The Expected Utility property is not a property that depends on the functional form of the utility function. Its existence depends on satisfying certain "axioms" (which would be more acurately be described as "conditions"), that have to do with preferences/behavior of human beings. They may be given a strict mathematical expression (which is good), but they have to do with preferences, i.e. before any functional form for the utility function is specified. Let's see what that means.
In a comment the OP wrote
"...if x, y, and z are three fixed elements of A, then the quantity $[u(x) - u(y)]/[u(y) - u(z)]$ varies from person to person (among people
who satisfy the vNM axioms), but it does not vary among different vNM
utility functions for the same person. So this quantity conveys
something specific to a person."
It does.
Quoting from Jehle & Renyi (2011) "Advanced Microeconomic Theory" (3d ed), ch. 2 p. 108
"We conclude that the ratio of utility differences has inherent meaning regarding the individual’s preferences and they must take on
the same value for every VNM utility representation of (the weak
preference relation). Therefore, VNM utility representations provide
distinctly more than ordinal information about the decision maker’s
preferences, for otherwise, through suitable monotone transformations,
such ratios could assume many different values."
In their example just before the quote they show that
$$\frac {[u(x) - u(y)]}{[u(y) - u(z)]} = \frac {1-\alpha}{\alpha}$$
where $\alpha$ is a probability that reflects the preferences that we are modelling. Quote again (p. 107)
"Note well that the probability number $\alpha$ is determined by, and is a reflection of, the decision maker’s preferences. It is a
meaningful number. One cannot double it, add a constant to it, or
transform it in any way without also changing the preferences with
which it is associated."
And $(1-\alpha)/\alpha$ is an odds (not "odds ratio").
So here you are: a vNM utility function is associated with the odds that can characterize a person's preferences.
ADDENDUM
After an interesting but too lengthy exchange of opinions and thoughts in the comments with the OP, I decided to enhance this answer with an example, in order to show that in the context of the specific theory of preferences we are discussing, "preference intensity" (as is informally discussed here) cannot be dissociated from "attitude towards risk" -they are inextricably linked.
Assume that an individual declares (as he has every right to): "My preferences are monotonic and I prefer more to less. Moreover, the next five euros will give me exactly the same utility as the five after them". Note that this is the individual speaking -we cannot question him by whether utility can be cardinal or not etc. Starting from zero for convenience, we symbolize his statement as
$$u(10) - u(5) = u(5) - u(0) \implies u(5) = \frac 12 u(0) + \frac 12 u(10) \tag {1}$$
In the context of the discussion with the OP, this is a statement about "preference intensity".
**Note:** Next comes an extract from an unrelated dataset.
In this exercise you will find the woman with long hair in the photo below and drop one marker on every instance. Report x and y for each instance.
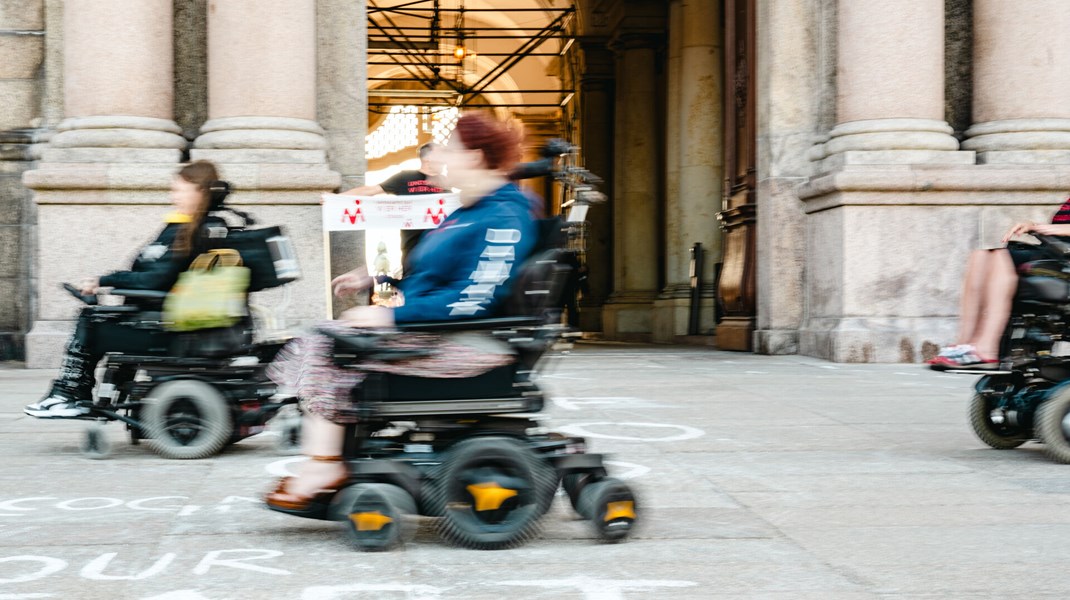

Next we present to this individual the following choice: he can either get $5$ euros, or he can participate to a gamble $G$ where he will get $0$ euros with probability $1/2$ or $10$ euros with probability $1/2$. The individual then declares that he strictly prefers to get the $5$ euros with certainty.
This is a statement revealing "attitude towards risk".
Question: Can the preferences of this individual, as described by his two statements, be represented by a utility function that possesses the Expected Utility Property?
Answer: No.
Proof: By his second statement, the individual revealed that the Certainty Equivalent of the gamble $CE_G$ is strictly less than $5$ euros:
Therefore we have that
$$E[u(G)] = u(CE_G) < u(5) \tag{2}$$
Now for the Expected Utility property to hold, it must be the case that
$$u[G;p(G)] = E[u(G)] = \frac 12 u(0) + \frac 12 u(10) \tag{3}$$
Due to $(2)$ (which expresses the "attitude towards risk" of the individual) we have that
$$(2), (3) \implies \frac 12 u(0) + \frac 12 u(10) < u(5) \tag {4}$$
But this contradicts $(1)$, which expresses "preference intensity" of the individual.
So we conclude that an individual whose preferences are described by the above statements cannot be represented by a utility function that possesses the Expected Utility Property.
In other words, for the Expected Utility property to hold, "attitude towards risk" cannot be dissociated from "preference intensity". If the individual had declared that he was indifferent between the $5$ certain euros and the gamble $G$, then his preferences could be represented by a utility function that had the EU property. But in order to achieve that, we had to "align" the "attitude towards risk" with "preference intensity".